“Oh yes,” breathed Rebecca Mary, sadly. “I don't suppose I could expect you to stay in there always; but—but I'm not very glad to see you. You needn't have come so SUDDEN,” she added, with gentle resentment.
The Thought of Growing Up crept into her mind and nestled down there. As thoughts go, it was not an unkind one.
“You'll get used to me sometime and like me,” it said, comfortingly. But Rebecca Mary knew better. She drove it out.
Why must legs keep on growing and unwelcome Thoughts come out of knotholes? Why could not little girls keep on sewing stents and learning arithmetic and carrying beautiful doll-beings to bed? Why had the Lord created little girls like this—this growing kind?

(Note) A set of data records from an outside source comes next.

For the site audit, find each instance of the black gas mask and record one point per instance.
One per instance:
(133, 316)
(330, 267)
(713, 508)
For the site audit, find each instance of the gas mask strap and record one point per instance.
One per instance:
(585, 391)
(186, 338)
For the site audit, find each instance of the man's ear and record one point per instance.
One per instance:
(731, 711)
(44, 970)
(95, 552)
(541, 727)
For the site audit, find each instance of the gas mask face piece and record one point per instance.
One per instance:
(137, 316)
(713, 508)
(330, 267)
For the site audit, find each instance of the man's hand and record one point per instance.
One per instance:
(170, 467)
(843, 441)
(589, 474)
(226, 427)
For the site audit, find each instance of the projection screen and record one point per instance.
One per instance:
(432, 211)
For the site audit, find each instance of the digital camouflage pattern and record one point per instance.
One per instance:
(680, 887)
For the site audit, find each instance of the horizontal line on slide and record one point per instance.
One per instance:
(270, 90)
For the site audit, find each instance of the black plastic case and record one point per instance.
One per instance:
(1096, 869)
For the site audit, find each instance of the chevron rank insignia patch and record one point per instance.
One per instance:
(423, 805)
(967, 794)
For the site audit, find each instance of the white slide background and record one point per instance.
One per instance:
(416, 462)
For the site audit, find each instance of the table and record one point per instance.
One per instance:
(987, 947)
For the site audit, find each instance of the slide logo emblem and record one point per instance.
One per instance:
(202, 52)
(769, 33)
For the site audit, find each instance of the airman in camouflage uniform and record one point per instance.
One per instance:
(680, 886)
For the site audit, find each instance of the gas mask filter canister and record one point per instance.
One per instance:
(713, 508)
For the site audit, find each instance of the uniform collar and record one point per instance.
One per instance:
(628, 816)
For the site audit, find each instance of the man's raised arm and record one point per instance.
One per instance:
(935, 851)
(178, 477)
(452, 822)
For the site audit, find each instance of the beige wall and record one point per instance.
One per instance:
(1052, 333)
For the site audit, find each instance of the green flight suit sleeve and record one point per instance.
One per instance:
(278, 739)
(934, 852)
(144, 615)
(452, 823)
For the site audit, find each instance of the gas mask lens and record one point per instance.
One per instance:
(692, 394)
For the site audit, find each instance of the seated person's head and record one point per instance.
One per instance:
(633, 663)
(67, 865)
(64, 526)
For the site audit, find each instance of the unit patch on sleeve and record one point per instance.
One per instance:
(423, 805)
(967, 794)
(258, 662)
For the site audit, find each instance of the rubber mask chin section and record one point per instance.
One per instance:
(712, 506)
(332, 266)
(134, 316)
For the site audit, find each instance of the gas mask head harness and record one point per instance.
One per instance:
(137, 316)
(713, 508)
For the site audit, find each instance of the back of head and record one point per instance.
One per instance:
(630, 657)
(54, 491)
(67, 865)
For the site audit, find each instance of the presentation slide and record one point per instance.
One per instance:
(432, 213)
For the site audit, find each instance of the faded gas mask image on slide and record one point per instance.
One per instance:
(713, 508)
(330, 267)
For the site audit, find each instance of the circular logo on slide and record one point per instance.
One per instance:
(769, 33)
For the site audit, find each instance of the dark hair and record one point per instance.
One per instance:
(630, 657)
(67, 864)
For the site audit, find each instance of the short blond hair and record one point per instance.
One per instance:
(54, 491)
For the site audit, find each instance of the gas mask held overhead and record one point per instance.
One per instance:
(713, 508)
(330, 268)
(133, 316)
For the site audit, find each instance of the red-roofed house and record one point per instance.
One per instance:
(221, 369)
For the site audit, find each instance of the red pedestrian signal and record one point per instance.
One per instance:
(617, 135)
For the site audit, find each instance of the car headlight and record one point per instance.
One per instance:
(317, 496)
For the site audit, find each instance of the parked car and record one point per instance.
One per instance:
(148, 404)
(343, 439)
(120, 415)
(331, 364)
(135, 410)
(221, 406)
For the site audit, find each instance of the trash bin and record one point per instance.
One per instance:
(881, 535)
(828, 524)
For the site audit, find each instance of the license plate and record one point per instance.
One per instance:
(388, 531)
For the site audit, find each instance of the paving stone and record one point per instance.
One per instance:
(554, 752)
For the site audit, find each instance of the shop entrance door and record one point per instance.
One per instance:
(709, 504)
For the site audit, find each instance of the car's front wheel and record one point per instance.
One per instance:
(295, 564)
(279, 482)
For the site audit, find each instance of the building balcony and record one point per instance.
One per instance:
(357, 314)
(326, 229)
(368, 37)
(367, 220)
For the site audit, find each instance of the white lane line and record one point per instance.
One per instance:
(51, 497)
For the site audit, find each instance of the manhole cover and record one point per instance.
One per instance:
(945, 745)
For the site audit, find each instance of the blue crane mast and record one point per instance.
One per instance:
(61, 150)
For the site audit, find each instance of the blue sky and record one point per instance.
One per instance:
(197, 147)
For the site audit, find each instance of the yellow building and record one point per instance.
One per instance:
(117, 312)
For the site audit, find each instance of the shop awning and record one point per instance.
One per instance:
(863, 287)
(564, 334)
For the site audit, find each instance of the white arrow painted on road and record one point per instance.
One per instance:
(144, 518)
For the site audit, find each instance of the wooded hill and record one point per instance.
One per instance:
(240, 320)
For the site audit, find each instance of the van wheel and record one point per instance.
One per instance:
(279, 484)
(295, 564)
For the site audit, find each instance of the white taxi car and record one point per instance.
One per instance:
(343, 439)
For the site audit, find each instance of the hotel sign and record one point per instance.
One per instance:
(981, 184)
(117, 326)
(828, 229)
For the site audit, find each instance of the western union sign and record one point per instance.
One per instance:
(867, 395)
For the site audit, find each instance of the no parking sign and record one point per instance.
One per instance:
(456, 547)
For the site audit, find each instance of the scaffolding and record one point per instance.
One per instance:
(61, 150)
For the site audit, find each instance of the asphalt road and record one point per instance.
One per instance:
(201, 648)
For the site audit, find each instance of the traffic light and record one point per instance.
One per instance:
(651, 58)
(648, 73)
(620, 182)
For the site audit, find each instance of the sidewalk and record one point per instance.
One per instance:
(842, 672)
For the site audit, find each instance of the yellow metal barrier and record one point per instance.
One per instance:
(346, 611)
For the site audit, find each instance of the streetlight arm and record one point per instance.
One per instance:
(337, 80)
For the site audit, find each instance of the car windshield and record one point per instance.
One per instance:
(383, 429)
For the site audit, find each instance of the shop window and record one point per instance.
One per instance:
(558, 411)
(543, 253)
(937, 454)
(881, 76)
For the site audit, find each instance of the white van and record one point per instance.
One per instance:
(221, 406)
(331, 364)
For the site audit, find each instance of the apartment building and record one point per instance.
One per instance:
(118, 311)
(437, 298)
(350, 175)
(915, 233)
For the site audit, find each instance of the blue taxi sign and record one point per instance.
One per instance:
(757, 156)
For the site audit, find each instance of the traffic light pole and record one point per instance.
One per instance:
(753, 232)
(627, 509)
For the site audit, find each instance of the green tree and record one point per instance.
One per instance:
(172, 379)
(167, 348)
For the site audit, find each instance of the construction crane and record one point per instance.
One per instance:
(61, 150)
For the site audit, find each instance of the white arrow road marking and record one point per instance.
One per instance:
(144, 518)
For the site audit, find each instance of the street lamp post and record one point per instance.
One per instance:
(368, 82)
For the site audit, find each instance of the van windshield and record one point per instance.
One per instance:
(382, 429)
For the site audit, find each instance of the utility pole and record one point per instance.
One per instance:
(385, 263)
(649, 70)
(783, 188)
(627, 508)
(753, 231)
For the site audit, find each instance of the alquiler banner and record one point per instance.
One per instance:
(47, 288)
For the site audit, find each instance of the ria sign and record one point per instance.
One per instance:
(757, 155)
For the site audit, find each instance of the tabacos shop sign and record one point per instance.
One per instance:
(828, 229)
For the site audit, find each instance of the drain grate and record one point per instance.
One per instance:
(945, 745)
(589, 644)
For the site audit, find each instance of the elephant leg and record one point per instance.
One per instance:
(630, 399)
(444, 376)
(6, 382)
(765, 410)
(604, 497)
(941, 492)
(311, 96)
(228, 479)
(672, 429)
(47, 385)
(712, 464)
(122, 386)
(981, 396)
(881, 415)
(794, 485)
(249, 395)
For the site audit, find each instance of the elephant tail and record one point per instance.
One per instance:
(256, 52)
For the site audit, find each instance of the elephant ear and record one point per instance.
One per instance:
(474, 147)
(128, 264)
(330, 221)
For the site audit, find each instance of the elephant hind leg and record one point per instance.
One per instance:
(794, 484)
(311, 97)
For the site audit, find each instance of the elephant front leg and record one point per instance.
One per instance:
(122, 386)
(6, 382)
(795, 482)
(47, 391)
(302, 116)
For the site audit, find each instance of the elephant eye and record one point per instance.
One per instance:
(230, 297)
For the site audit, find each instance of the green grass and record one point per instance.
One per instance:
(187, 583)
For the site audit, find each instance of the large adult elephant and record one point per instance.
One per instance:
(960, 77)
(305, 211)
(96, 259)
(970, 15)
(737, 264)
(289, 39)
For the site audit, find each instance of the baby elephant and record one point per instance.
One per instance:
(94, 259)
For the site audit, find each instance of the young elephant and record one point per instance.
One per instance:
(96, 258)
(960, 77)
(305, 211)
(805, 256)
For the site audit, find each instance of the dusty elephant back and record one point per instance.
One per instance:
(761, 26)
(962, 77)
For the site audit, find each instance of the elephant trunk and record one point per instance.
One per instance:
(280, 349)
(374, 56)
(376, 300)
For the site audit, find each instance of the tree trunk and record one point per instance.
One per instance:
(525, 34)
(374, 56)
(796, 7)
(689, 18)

“If I had made the world,” began Rebecca Mary—but stopped in a hurry. The irreverence of presuming to make a better world than the Lord shamed her.
“I suppose He knew best, but if He'd ever been a little girl—” This was worse than the other. Rebecca Mary hastily dismissed the world and its Maker from her musings for fear of further irreverences.
One Thought came out of the knothole, illustrated. It was leading a tall woman-girl by the hand—no, it was pushing it as though the woman-girl were loath to come.
“Come along,” urged the new Thought, laughingly. “Here she is—this is Rebecca Mary. Rebecca Mary, this is YOU! You needn't be afraid of each other, you two. Take a good long look and get acquainted.”
The woman-girl was tall and straight. She had Rebecca Mary's hair, Rebecca Mary's eyes, mouth, little pointed chin. But not Rebecca Mary's legs—unless the long skirts covered them. She was rather comely and pleasant to look at. But Rebecca Mary tried not to look.
“She's got a lover—-some day she'll be getting married,” the new Thought said more abruptly, startlingly, than grammatically. And then with a little muffled cry Rebecca Mary put out her hands and pushed the woman-girl away—back into the knothole whence she had come. The Thought, too, for she had no room in her mind for thoughts like that.